I am struggling to process a nested dictionary, and return the nested Parent Keys, for a specific Value, when the Value may exist more than once in the nested dictionary.
For example:
example_dict = { 'key1' : 'value1',
'key2' : 'value2',
'key3' : { 'key3a': 'value3a' },
'key4' : { 'key4a': { 'key4aa': 'value4aa',
'key4ab': 'value4ab',
'key4ac': 'value1'},
'key4b': 'value4b'}
}
You will notice that 'value1' appears twice in the above dictionary, and I would like to create a function that returns either a single list, or a series of lists, that identify the different Parent Keys, which in this case would be 'key1' and ('key4', 'key4a', key4ac).
This type of problem was dealt with elsewhere on this site, when the Value one was looking for only appeared once, and was readily handled by the following recursive function:
def find_key(d,key):
for k,v in d.items():
if isinstance(v,dict):
p = find_key(v,key)
if p:
return [k] + p
elif v == key:
return [k]
print find_key(example_dict,'value4ac').
If you run the above code on the dictionary, I only get one answer for the parent keys.
Any help would be much appreciated,
Thanks!
Unless you're just doing a single search (or you're incredibly constrained on memory but have CPU time to burn…), you'll want to build a reverse-lookup dictionary, and then you can just use that.
To make that easier, I'm going to do it in two steps.

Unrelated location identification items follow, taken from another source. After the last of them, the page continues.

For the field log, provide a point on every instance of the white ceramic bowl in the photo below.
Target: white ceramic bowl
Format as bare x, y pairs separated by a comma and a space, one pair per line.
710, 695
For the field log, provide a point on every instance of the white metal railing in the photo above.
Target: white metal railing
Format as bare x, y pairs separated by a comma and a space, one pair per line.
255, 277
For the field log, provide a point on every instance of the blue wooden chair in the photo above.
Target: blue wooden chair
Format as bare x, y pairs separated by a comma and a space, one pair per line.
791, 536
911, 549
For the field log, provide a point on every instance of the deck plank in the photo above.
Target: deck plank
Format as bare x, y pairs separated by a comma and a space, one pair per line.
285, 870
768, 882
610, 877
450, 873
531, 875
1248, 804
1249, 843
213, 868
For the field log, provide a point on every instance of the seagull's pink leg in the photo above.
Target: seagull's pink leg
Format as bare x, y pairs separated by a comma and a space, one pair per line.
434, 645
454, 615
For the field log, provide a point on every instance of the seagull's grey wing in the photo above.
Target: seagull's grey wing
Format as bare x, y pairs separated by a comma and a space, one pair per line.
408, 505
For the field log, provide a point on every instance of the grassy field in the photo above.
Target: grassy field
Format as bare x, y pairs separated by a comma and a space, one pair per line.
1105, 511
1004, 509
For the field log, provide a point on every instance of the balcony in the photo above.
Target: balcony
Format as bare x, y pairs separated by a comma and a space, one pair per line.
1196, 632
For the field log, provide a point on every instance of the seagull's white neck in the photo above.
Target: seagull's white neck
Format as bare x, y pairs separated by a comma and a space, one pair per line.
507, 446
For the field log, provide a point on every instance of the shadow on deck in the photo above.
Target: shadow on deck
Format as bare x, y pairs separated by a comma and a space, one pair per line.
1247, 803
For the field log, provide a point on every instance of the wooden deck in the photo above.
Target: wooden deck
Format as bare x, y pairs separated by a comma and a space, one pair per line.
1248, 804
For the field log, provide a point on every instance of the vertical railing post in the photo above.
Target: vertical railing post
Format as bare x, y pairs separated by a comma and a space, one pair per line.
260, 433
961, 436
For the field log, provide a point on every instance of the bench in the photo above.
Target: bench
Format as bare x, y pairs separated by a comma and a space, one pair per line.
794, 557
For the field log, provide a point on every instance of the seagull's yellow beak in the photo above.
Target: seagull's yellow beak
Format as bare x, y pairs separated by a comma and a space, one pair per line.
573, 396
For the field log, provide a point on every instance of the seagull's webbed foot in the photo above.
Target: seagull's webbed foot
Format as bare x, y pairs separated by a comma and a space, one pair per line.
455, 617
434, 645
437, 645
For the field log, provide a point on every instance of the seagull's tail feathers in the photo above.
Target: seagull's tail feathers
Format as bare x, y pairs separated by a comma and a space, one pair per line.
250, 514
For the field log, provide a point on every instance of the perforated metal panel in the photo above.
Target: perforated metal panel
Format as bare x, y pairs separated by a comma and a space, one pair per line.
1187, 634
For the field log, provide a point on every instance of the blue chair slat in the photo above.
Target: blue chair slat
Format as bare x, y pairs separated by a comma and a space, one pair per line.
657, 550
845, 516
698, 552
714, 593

First, convert a nested dictionary to a key-path dictionary:
def keypaths(nested):
for key, value in nested.iteritems():
if isinstance(value, collections.Mapping):
for subkey, subvalue in keypaths(value):
yield [key] + subkey, subvalue
else:
yield [key], value
Print out list(keypaths(example_dict))
if it isn't obvious what this does.
Now, how do you create a reverse dictionary? For a one-to-one-mapping, you can just do this:
reverse_dict = {value: keypath for keypath, value in keypaths(example_dict)}
But for a many-to-one mapping like yours, the reverse is one-to-many, so we need to map each value to a list of keys. So:
reverse_dict = {}
for keypath, value in keypaths(example_dict):
reverse_dict.setdefault(value, []).append(keypath)
And now you don't need anything fancy; just do a normal dict lookup on reverse_dict
:
>>> reverse_dict['value2']
[('key2',)]
>>> reverse_dict['value1']
[('key1',), ('key4', 'key4a', 'key4ac')]
>>> reverse_dict['value3']
KeyError: 'value3'
If you'd prefer the last one to return []
instead of raising a KeyError
, you can use a defaultdict(list)
instead of a plain dict
, and then you don't need setdefault
.
At any rate, the time taken to construct this reverse mapping is only a little longer than the time taken to do a single search by brute force, so if you're doing 100 searches, it'll be nearly 100x faster this way, as well as simpler.
Here is one solution:
from copy import copy
example_dict = { 'key1' : 'value1',
'key2' : 'value2',
'key3' : { 'key3a': 'value3a' },
'key4' : { 'key4a': { 'key4aa': 'value4aa',
'key4ab': 'value4ab',
'key4ac': 'value1'},
'key4b': 'value4b'}
}
result = []
path = []
def get_keys(d, target):
for k, v in d.iteritems():
path.append(k)
if isinstance(v, dict):
get_keys(v, target)
if v == target:
result.append(copy(path))
path.pop()
Result:
>>> get_keys(example_dict, 'value1')
>>> result
[['key1'], ['key4', 'key4a', 'key4ac']]